Nanoparticle Images and Treats Cancer, Reports on Drug Delivery

Nanoparticle Images and Treats Cancer, Reports on Drug Delivery
[url]http://nano.cancer.gov/news_center/2007/oct/nanotech_news_2007-10-31f.asp[/url]
Using a quantum dot plus an aptamer that doubles as a tether for the anticancer drug doxorubicin, a team of investigators at the Massachusetts Institute of Technology (MIT)-Harvard Center of Cancer Nanotechnology Excellence has developed a multifunctional nanoparticle that not only treats cancer but also images those tumors that have received drug therapy. The researchers report their work in the journal Nano Letters.

Omid Farokhzad, M.D., Harvard University, and Robert Langer, Ph.D., MIT, led the team of investigators that developed this multifunctional construct. The researchers built this construct by first coating a quantum dot with an RNA aptamer designed to recognize and bind tightly to prostate specific membrane antigen (PMSA), a surface marker found on prostate tumors. They then incubated this coated quantum dot with doxorubicin, which integrates, or intercalates, itself within the highly folded structure of the aptamer. The investigators showed that doxorubicin intercalation had no effect on the ability of the aptamer to bind to PMSA.

Quantum dots are well known for their ability to emit light of well-defined color. In this experiment, the investigators chose a quantum dot with light in the range of 470 to 530 nanometers (nm). Doxorubicin, aside from being a potent anticancer agent, also absorbs blue light efficiently, with maximal absorption at a wavelength of 480 nm, and then emits light that spans the green-to-orange portion (520-640 nm) of the visible light spectrum.

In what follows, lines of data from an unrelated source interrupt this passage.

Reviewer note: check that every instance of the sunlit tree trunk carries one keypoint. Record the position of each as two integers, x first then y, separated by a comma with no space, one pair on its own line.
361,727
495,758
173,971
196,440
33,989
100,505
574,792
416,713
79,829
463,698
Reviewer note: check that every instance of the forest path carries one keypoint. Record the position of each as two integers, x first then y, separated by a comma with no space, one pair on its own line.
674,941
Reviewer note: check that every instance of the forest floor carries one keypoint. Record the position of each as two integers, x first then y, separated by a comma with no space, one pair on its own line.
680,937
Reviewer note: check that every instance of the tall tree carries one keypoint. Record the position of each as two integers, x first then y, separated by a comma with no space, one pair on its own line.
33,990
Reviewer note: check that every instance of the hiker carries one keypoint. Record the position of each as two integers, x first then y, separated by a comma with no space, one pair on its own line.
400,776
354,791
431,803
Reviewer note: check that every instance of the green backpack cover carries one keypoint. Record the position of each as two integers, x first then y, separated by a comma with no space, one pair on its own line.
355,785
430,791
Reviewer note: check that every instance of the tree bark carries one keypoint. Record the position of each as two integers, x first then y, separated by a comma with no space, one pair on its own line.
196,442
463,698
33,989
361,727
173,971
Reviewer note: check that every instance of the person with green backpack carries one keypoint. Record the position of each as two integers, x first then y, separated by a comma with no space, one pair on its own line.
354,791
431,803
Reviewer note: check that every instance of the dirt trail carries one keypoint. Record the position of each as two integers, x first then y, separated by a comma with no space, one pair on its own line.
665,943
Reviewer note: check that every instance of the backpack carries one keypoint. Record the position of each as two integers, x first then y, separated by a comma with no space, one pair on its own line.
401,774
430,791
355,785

When the quantum dot and a doxorubicin molecule are close to one another, as they are in this construct, the two optically active systems interfere with one another, greatly suppressing any light emission from either of them. Indeed, when the investigators incubated the quantum dot-aptamer-doxorubicin construct with PMSA-expressing prostate cancer cells, they were able to detect only minimal light emission. However, 90 minutes later, the investigators detected bright optical signals from both the quantum dot and doxorubicin, resulting from the fact that the construct had released doxorubicin into the treated cells.

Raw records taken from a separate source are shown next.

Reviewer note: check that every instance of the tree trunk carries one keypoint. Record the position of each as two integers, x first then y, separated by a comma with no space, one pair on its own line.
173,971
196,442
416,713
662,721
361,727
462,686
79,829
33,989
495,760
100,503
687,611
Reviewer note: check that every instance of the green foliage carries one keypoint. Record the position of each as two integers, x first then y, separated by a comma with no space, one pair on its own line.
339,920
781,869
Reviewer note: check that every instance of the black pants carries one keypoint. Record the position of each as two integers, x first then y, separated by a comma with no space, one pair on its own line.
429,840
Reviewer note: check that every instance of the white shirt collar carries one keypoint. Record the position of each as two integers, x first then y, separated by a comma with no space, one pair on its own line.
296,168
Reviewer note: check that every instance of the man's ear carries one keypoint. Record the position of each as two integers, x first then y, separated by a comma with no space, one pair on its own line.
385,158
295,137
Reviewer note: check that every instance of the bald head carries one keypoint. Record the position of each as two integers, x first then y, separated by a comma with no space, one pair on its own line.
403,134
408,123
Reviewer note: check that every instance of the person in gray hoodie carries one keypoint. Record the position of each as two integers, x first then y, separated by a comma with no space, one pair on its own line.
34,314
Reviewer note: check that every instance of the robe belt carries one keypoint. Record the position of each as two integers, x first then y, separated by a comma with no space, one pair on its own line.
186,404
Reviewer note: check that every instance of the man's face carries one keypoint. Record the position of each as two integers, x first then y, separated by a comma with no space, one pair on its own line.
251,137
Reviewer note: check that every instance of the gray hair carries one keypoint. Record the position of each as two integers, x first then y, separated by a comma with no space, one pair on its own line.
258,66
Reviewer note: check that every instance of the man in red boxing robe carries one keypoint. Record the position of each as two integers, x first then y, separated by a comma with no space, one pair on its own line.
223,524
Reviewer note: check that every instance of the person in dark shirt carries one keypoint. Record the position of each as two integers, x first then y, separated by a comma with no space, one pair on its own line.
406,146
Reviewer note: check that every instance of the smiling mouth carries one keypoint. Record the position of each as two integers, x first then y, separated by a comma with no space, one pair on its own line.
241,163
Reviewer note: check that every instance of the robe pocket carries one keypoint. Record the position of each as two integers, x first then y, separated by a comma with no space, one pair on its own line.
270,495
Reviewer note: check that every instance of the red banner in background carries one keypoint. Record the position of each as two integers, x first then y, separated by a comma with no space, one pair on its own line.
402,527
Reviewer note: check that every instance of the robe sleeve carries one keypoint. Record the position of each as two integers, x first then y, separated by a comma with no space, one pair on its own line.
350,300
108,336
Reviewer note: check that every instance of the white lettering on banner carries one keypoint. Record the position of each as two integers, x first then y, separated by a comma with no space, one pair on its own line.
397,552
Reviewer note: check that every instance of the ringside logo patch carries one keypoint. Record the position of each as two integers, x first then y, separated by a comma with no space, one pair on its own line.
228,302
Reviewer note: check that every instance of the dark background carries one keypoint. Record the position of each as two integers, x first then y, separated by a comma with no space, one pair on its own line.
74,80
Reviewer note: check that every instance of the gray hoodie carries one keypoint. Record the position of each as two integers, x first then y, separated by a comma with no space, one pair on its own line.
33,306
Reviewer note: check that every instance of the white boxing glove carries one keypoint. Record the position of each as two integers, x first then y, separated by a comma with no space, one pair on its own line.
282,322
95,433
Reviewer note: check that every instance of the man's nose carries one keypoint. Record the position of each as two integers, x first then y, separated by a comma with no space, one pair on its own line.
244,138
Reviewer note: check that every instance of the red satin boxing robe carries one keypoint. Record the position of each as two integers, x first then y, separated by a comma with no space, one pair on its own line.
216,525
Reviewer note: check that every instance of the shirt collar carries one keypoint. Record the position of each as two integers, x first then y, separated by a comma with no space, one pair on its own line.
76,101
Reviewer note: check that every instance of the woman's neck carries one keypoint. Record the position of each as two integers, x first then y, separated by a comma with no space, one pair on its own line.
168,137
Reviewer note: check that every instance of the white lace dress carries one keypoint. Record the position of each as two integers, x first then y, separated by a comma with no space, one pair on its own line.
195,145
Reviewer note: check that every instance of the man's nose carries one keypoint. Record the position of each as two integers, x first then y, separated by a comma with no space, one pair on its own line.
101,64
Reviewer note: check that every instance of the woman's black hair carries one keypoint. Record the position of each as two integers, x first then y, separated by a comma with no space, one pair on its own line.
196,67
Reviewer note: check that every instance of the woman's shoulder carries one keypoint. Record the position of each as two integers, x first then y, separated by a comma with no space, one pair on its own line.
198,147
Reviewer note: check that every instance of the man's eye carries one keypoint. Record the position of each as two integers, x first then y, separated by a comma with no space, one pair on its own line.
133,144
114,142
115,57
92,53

This work, which was funded by the NCI’s Alliance for Nanotechnology in Cancer, is detailed in the paper “Quantum dot-aptamer conjugates for synchronous cancer imaging, therapy, and sensing of drug delivery based on bi-fluorescence resonance energy transfer.” Investigators at the Gwangju Institute of Science and Technology in South Korea also participated in this study. This paper was published online in advance of print publication. An abstract of this paper is available through PubMed.